On 2022-10-29T17:41:52 +0700
Andreas Reichel <[email protected]> wrote:

> On Sat, 2022-10-29 at 09:46 +0000, 'Mark Raynsford' via H2 Database
> wrote:
> > I think the natural way this would be expressed as a plain Java data
> > structure would be:
> > 
> >   Map<Integer, Set<Integer>>  
> 
> Greetings,
> 
> based on your PRIMARY KEY it would be MAP<Key, T> with a Class Key (
> int group, int member ) and a class T (int group, int member).
> If group represents the key, and member represents the object, then
> PRIMARY KEY(group) and MAP<Integer, Integer>.

Hello!

I'm not sure about this.

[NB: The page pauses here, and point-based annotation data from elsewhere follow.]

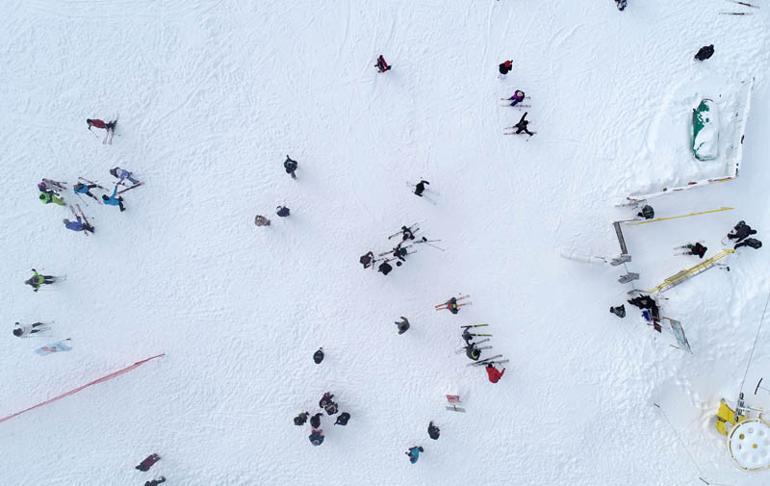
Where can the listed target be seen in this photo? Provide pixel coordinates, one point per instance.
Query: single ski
(92, 182)
(130, 187)
(745, 4)
(480, 348)
(484, 361)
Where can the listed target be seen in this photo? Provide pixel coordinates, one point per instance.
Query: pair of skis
(490, 360)
(445, 305)
(738, 2)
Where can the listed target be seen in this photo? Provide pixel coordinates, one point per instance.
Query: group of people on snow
(329, 406)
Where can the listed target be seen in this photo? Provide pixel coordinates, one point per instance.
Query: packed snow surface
(211, 96)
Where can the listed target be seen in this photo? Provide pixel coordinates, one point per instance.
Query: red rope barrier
(75, 390)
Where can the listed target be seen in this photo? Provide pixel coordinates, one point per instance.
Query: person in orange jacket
(493, 373)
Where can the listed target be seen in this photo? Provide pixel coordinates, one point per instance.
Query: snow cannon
(747, 433)
(705, 130)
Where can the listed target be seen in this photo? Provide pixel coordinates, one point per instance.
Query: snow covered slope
(213, 95)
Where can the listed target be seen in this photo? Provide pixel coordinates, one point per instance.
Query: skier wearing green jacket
(38, 280)
(47, 197)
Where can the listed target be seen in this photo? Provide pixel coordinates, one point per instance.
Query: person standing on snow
(472, 352)
(705, 52)
(108, 126)
(367, 260)
(113, 199)
(522, 126)
(148, 462)
(37, 280)
(342, 419)
(506, 66)
(316, 437)
(740, 232)
(646, 302)
(403, 325)
(433, 431)
(123, 174)
(493, 373)
(48, 197)
(315, 420)
(35, 329)
(382, 65)
(419, 188)
(696, 249)
(518, 97)
(81, 188)
(301, 419)
(414, 453)
(290, 166)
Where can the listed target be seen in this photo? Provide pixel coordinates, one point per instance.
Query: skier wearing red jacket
(493, 373)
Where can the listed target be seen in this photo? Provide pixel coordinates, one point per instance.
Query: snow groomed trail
(213, 95)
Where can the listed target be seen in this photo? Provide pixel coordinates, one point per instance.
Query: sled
(705, 130)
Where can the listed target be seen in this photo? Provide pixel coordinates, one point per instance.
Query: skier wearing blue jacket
(114, 199)
(414, 453)
(123, 174)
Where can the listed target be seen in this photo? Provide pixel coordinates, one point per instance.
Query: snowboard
(54, 348)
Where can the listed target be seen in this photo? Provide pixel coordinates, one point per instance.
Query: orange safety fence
(75, 390)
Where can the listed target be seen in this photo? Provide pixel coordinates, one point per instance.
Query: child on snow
(382, 65)
(414, 453)
(290, 166)
(493, 373)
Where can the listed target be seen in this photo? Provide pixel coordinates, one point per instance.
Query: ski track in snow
(212, 95)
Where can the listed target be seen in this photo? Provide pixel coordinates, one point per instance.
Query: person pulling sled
(38, 280)
(290, 165)
(382, 65)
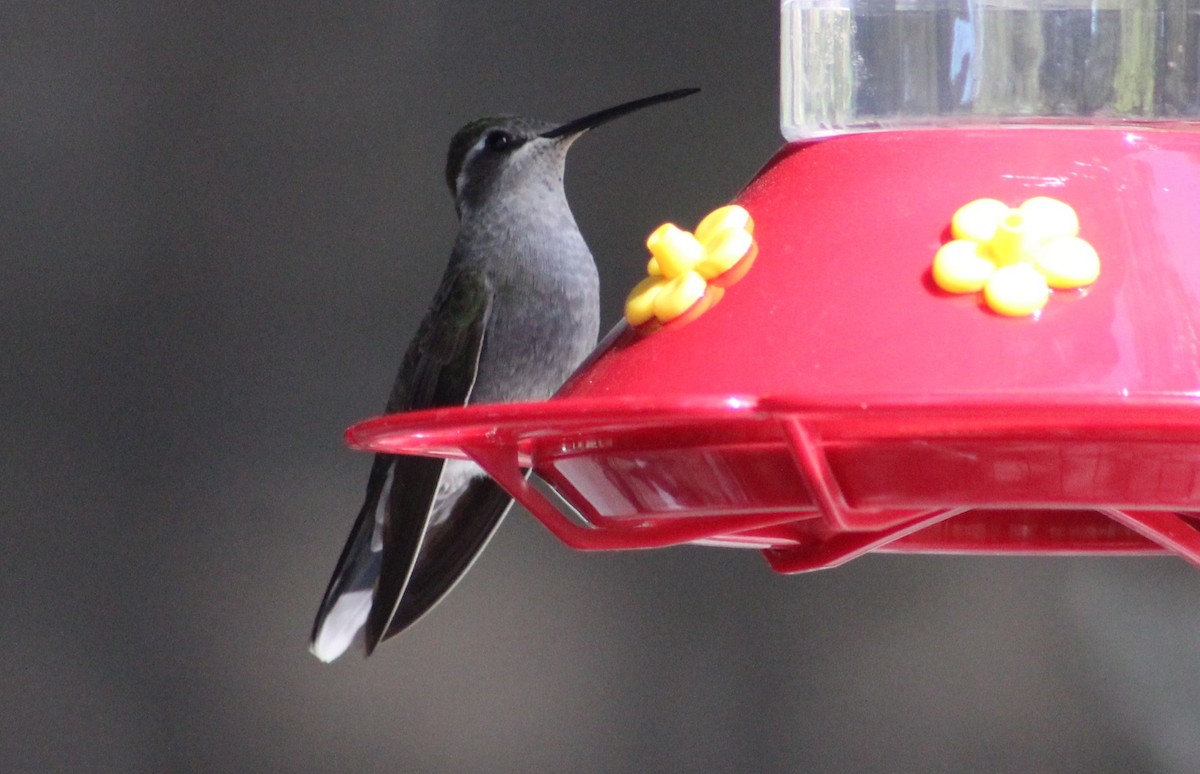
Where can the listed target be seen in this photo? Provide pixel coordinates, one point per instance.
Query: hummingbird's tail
(457, 528)
(347, 601)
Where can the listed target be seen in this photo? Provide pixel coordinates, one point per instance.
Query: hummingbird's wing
(381, 555)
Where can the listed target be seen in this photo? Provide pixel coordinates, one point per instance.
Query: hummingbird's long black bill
(607, 114)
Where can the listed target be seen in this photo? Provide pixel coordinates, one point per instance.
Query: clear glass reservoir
(861, 65)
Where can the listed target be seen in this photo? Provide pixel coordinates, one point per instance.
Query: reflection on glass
(855, 65)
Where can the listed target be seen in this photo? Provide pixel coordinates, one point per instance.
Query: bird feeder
(966, 317)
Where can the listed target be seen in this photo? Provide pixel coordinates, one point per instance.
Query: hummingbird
(516, 312)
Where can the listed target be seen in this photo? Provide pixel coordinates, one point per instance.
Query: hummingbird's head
(508, 154)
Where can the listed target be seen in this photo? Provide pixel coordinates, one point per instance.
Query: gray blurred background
(220, 223)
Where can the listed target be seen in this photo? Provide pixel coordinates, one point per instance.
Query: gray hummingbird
(517, 310)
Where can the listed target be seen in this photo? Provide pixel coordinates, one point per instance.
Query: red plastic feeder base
(834, 402)
(815, 486)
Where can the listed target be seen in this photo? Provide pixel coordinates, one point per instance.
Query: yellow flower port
(1015, 256)
(688, 270)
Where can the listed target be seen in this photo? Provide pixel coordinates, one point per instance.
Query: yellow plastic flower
(688, 270)
(1015, 256)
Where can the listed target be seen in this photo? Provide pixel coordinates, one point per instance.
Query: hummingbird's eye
(498, 141)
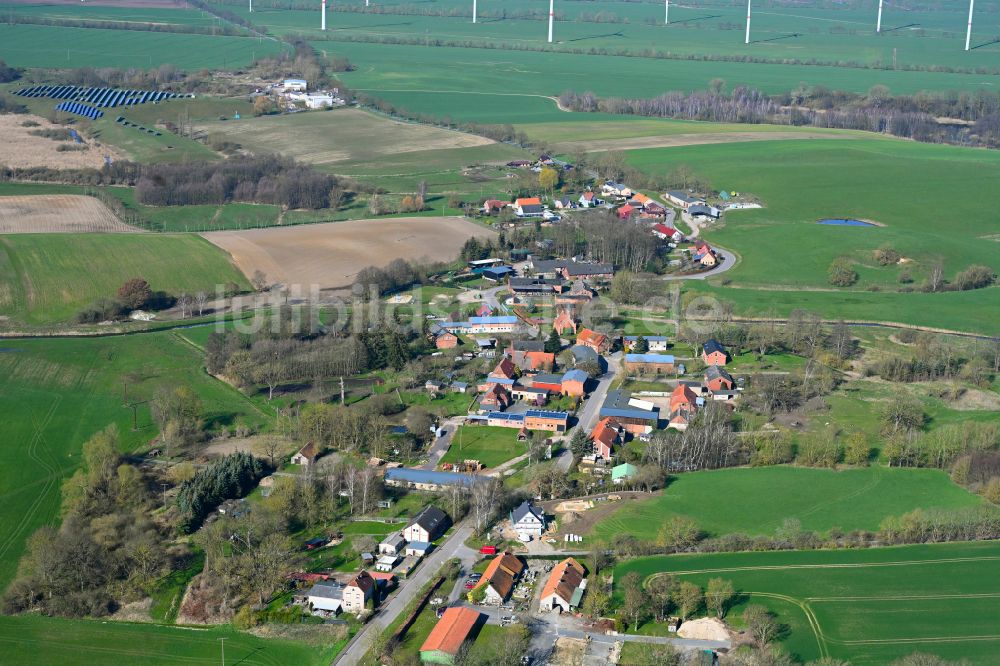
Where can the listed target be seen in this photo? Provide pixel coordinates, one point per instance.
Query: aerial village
(551, 389)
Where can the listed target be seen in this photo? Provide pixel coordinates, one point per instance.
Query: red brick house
(496, 397)
(564, 322)
(596, 341)
(446, 340)
(683, 398)
(713, 353)
(717, 379)
(605, 436)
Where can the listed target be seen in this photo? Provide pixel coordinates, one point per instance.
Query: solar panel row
(101, 97)
(80, 109)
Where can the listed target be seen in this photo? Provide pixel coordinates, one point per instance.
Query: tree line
(909, 116)
(258, 179)
(108, 550)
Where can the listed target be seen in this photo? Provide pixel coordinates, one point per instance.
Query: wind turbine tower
(551, 18)
(748, 22)
(968, 32)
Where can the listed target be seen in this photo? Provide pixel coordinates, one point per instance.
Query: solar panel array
(80, 109)
(99, 97)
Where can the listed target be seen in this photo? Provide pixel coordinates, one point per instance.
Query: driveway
(409, 589)
(588, 416)
(549, 627)
(441, 444)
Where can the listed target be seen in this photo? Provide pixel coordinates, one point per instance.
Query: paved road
(547, 628)
(588, 415)
(453, 547)
(441, 444)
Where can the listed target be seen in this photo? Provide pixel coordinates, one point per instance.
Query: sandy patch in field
(705, 629)
(976, 400)
(21, 149)
(329, 255)
(327, 137)
(574, 505)
(675, 140)
(57, 213)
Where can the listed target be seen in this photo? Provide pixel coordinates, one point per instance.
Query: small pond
(841, 222)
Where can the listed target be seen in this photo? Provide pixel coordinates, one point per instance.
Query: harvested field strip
(671, 141)
(330, 255)
(58, 213)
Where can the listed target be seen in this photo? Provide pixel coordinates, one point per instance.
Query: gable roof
(326, 589)
(501, 573)
(713, 346)
(715, 372)
(451, 630)
(363, 580)
(523, 509)
(527, 345)
(649, 358)
(428, 476)
(593, 337)
(430, 518)
(565, 579)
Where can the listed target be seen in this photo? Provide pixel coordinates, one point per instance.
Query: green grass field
(492, 86)
(62, 391)
(49, 640)
(803, 181)
(756, 501)
(865, 606)
(59, 47)
(780, 34)
(490, 445)
(51, 277)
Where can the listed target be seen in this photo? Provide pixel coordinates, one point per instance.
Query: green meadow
(757, 501)
(866, 606)
(780, 34)
(61, 47)
(48, 640)
(51, 277)
(499, 86)
(65, 390)
(490, 445)
(899, 185)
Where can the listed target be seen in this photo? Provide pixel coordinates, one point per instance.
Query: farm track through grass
(886, 602)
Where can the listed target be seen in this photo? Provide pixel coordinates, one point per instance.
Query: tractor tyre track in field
(32, 452)
(821, 639)
(850, 565)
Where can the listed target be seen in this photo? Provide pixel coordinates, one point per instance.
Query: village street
(587, 417)
(454, 546)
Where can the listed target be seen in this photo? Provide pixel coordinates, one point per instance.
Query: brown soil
(21, 149)
(330, 255)
(57, 213)
(671, 141)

Wouldn't PRIMARY KEY(group) limit groups to a
single member?

Imagine I had the following rows:

  (1, 1)   // Group 1 contains member 1
  (1, 23)  // Group 1 also contains member 23
  (1, 24)  // Group 1 also contains member 24
  (2, 4)   // Group 2 contains member 4
  (2, 5)   // Group 2 contains member 5

With PRIMARY KEY(group), the above rows would violate the unique
constraint. With PRIMARY KEY(group, member), the above rows would
be accepted, and I'd be (correctly) prevented from saying that a member
is in a particular group multiple times.